Oude Testament

Nieuwe Testament

Deuteronomium 1:26-37 NBG-vertaling 1951 (NBG51)

26. Maar gij wildet niet optrekken en waart weerspannig tegen het bevel van de Here, uw God;

27. gij mordet in uw tenten en zeidet: omdat de Here ons haat, heeft Hij ons uit het land Egypte geleid om ons te brengen in de macht van de Amorieten en ons te verdelgen.

28. Waarheen trekken wij op? Onze broeders hebben ons het hart doen smelten met de tijding: de mensen zijn groter en langer dan wij, de steden zijn groot en hemelhoog versterkt, en ook hebben wij daar Enakieten gezien.

29. Ik zeide wel tot u: Beeft niet, vreest niet voor hen.

30. De Here, uw God, die voor u uit gaat, Hij zal voor u strijden in overeenstemming met alles wat Hij voor uw ogen met u gedaan heeft in Egypte

31. en in de woestijn, waar gij hebt gezien, hoe de Here, uw God, u droeg, zoals een man zijn kind draagt, op heel de weg die gij gegaan zijt, totdat gij op deze plaats gekomen zijt.
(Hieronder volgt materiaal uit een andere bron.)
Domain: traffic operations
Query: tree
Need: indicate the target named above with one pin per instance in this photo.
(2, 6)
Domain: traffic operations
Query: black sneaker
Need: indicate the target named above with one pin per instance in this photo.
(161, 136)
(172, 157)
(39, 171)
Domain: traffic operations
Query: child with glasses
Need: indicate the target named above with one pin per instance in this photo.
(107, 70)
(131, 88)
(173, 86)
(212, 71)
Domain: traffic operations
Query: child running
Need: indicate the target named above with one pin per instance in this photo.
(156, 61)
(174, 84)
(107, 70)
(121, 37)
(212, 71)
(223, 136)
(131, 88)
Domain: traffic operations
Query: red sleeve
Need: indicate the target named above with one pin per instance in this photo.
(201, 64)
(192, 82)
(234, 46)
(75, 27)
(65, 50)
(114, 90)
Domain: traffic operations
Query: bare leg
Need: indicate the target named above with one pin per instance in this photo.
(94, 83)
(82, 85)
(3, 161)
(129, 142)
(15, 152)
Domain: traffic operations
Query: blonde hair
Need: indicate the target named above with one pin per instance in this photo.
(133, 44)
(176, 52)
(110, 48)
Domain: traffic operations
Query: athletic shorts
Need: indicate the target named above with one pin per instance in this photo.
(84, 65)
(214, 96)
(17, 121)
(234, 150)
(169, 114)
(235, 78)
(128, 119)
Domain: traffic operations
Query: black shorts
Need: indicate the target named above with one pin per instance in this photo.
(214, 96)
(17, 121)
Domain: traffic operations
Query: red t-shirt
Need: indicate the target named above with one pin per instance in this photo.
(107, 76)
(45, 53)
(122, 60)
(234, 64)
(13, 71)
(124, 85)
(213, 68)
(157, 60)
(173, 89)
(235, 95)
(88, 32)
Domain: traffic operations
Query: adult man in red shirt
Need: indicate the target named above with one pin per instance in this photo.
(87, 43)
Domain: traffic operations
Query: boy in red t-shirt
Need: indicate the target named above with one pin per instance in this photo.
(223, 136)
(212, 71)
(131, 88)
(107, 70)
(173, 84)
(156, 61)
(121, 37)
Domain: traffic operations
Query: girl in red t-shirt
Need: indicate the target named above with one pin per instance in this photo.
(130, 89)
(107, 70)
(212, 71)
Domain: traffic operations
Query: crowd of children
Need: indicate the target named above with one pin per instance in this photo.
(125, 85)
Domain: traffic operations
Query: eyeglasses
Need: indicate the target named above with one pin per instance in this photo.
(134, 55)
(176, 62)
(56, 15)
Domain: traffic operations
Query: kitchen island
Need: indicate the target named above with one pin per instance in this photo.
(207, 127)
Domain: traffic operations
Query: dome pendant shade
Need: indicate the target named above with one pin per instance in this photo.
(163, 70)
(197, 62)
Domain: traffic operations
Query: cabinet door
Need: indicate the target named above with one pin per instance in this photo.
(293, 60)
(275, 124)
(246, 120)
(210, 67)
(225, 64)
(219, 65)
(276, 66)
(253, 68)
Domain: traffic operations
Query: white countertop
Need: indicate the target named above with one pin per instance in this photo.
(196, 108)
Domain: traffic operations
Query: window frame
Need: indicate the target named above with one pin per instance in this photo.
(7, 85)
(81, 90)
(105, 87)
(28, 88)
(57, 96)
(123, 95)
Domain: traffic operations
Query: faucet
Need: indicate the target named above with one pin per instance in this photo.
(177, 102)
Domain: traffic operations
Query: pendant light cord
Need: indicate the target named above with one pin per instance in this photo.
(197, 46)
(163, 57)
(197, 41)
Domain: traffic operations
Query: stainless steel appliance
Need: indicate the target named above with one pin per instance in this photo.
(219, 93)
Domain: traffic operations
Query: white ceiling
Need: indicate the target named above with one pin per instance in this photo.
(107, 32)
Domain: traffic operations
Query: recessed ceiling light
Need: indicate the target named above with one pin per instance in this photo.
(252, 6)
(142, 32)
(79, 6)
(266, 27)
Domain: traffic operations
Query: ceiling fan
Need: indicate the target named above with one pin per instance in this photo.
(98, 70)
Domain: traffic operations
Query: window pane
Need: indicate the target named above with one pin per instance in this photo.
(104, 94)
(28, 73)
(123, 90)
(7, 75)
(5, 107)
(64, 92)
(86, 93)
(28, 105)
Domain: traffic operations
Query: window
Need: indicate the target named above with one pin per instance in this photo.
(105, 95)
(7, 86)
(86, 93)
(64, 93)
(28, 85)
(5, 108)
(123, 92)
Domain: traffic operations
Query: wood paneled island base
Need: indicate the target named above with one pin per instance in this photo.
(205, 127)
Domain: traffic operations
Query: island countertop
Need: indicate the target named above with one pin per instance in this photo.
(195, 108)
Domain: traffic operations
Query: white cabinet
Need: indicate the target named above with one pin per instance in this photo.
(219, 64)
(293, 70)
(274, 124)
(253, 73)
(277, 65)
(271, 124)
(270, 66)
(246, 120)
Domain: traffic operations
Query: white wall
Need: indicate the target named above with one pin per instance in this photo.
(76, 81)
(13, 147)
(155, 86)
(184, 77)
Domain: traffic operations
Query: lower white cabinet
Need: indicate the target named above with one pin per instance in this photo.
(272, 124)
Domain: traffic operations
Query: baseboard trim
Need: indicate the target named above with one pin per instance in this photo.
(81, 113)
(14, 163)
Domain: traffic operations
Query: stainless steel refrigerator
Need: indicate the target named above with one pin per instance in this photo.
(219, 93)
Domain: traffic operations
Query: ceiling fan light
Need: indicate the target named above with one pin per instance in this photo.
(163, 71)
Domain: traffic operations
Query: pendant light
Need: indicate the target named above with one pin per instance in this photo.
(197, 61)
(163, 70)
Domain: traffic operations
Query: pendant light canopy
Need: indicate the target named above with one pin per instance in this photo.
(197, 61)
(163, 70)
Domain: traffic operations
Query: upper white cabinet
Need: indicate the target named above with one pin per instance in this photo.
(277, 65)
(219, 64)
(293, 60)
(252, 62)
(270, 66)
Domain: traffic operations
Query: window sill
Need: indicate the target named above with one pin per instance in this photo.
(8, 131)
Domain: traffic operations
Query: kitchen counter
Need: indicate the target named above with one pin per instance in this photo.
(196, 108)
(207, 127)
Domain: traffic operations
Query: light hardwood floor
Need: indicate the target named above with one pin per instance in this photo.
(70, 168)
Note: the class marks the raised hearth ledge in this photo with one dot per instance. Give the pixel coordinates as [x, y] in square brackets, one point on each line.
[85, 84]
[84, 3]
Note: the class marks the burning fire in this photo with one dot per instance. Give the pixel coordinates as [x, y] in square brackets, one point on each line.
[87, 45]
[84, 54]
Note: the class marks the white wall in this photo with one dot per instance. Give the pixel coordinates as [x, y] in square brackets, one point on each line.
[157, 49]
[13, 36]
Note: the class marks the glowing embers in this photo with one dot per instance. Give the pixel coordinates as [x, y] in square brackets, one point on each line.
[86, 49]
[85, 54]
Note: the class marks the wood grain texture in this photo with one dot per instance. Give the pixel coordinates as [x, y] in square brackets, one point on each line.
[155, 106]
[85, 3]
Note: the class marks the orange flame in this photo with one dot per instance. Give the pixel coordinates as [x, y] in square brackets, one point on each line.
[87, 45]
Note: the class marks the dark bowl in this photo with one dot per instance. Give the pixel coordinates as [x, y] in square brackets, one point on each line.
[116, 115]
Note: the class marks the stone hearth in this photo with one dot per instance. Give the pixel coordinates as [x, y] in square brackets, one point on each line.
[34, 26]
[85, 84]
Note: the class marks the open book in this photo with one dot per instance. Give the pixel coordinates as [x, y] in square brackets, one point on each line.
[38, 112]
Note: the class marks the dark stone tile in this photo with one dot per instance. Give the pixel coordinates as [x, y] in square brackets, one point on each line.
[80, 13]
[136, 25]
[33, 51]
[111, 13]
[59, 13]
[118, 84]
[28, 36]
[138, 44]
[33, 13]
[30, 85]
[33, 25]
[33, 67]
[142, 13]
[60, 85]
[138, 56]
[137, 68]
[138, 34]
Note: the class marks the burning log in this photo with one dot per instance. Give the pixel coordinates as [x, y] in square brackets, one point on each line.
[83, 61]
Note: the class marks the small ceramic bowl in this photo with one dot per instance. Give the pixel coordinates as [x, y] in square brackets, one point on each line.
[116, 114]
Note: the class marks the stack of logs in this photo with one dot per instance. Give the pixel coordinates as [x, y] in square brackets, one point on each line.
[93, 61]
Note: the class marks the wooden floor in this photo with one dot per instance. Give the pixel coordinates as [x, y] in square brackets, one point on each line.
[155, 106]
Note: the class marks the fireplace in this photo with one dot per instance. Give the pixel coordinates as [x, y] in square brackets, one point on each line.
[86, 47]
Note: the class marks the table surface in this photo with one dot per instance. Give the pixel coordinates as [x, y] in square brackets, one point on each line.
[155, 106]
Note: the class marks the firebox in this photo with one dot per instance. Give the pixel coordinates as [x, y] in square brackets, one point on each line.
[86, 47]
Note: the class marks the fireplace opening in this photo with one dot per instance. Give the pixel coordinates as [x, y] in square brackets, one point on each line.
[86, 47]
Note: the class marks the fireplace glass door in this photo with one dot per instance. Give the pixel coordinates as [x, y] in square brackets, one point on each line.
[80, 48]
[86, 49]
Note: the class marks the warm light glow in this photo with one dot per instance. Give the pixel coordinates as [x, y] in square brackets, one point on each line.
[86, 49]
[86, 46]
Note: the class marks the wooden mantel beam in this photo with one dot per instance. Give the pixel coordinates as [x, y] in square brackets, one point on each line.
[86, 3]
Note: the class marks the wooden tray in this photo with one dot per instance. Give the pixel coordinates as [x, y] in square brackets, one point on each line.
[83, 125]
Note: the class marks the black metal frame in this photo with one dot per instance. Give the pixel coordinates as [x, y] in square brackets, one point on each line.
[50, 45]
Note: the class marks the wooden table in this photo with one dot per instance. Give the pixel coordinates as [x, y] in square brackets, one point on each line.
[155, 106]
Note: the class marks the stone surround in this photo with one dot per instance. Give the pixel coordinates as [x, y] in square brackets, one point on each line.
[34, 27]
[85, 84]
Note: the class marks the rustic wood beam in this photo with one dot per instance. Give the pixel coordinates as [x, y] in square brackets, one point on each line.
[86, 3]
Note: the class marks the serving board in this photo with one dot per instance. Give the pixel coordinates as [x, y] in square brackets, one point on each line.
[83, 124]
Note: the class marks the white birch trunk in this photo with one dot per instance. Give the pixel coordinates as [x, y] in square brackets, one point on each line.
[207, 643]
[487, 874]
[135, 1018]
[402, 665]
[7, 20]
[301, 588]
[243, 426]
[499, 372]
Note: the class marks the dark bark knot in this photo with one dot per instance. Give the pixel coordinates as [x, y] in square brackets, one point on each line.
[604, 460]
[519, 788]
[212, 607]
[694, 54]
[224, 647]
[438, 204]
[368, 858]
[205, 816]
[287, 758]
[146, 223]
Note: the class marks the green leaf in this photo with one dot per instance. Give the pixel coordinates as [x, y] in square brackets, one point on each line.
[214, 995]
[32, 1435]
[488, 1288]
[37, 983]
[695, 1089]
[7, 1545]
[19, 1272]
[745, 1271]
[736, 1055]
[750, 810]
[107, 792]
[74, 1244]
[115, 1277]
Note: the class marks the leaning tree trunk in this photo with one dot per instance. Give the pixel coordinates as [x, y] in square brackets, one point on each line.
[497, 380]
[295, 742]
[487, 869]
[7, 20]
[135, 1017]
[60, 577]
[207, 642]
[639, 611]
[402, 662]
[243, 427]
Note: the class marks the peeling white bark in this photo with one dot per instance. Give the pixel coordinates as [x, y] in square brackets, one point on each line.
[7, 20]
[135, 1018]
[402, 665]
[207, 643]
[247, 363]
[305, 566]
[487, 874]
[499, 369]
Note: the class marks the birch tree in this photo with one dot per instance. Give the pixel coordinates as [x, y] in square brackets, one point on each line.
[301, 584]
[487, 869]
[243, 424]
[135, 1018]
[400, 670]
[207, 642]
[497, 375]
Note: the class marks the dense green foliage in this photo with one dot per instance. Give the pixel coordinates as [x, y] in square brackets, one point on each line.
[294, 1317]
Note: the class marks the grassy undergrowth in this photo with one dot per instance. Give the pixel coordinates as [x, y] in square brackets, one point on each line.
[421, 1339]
32. Doch ondanks dit woord geloofdet gij niet in de Here, uw God,

33. die voor u uit ging op de weg om voor u een plaats te zoeken, waar gij u kondt legeren: des nachts in een vuur om u te doen zien op de weg waarlangs gij moest gaan, en des daags in een wolk.

34. Toen de Here uw woorden hoorde, werd Hij toornig en zwoer:

35. niet één van deze mannen, dit boze geslacht, zal het goede land zien, waarvan Ik gezworen heb, dat Ik het aan uw vaderen zou geven,

36. behalve Kaleb, de zoon van Jefunne; die zal het zien, ja, aan hem zal Ik het land geven, dat hij betreden heeft, en aan zijn kinderen, omdat hij de Here volkomen gevolgd heeft.

37. Ook op mij werd de Here vertoornd om uwentwil, zodat Hij zeide: ook gij zult daar niet komen.